Larraín não tem medo de apontar sua mira para uma instituição que acredita estar falida. O Chile é um país livre, o diretor parece dizer, e qualquer um, mesmo a Igreja Católica, pode ser perscrutado. O Clube é, como já foi dito, um filme de fantasmas, de demônios, e de padres (a alegoria ganha aqui contornos de obviedade) que preferem ignorá-los a encararem o exorcismo. Nessa conjuntura, o papel de García é fundamental na narrativa: é ele, mais jovem e impaciente do que Mónica (que também esconde segredos em seu passado), o catalisador, que dá novos ares ao ambiente e atribui a culpa da qual os padres insistem em fugir.
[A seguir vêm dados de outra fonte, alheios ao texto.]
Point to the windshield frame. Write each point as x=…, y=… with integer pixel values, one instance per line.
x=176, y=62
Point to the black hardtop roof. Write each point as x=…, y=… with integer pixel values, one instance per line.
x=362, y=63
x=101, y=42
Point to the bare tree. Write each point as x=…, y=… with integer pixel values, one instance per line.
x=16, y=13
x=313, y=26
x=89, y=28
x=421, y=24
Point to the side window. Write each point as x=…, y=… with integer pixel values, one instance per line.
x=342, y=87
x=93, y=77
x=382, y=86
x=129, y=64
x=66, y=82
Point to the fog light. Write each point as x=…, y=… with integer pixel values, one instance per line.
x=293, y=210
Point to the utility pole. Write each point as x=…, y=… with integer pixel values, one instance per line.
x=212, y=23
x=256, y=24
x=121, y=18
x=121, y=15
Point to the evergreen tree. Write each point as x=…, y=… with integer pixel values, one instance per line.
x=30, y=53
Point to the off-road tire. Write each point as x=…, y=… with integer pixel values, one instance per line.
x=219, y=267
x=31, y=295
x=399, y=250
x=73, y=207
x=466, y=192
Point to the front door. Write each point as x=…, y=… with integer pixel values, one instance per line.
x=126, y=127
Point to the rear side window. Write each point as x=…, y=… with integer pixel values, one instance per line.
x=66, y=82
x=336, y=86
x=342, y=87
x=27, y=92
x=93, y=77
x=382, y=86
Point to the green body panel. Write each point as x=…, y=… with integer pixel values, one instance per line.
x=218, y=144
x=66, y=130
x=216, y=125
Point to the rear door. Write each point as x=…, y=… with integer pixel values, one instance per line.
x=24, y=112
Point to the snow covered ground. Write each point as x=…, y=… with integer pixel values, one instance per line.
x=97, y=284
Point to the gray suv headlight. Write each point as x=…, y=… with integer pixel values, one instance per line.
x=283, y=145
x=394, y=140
A Igreja, no entanto, não é o único alvo do texto, que utiliza cenário e personagens de O Clube como ponto de partida para a análise de uma herança sangrenta que somente na última década vem sendo abordada com mais frequência. Assim como em No, a fotografia do excelente Sergio Armstrong é fundamental para estabelecer uma melancolia inerente à trama. Aqui, porém, não existe a estética de vídeo antigo para refrescar e deixar as imagens ensolaradas, restando um azulado triste que perpassa toda a projeção. O microcosmo, por sua vez, fica evidente na explosão de violência (Larraín foi produtor de Gloria e Jovem Alocada, longas-metragens recentes que exploraram em tons menos sombrios o momento do Chile enquanto nação que reaprende a caminhar; nos filmes dirigidos pelo cineasta, no entanto, não há espaço para leveza) do terceiro ato que, baseada na injustiça e na indução de julgamento, faz com que o pobre sofrido acabe pagando por crimes que não cometeu, deixando aos mais velhos – e poderosos – apenas o fardo de conviver com as consequências e memórias de seus atos.

E essa obra fantástica, um dos melhores filmes do ano, parece dizer que nem tão cedo o povo vai esquecer que pagou com sangue a truculência dos poderosos. Só nos resta esperar agora que o Chile enfim cuide dos seus.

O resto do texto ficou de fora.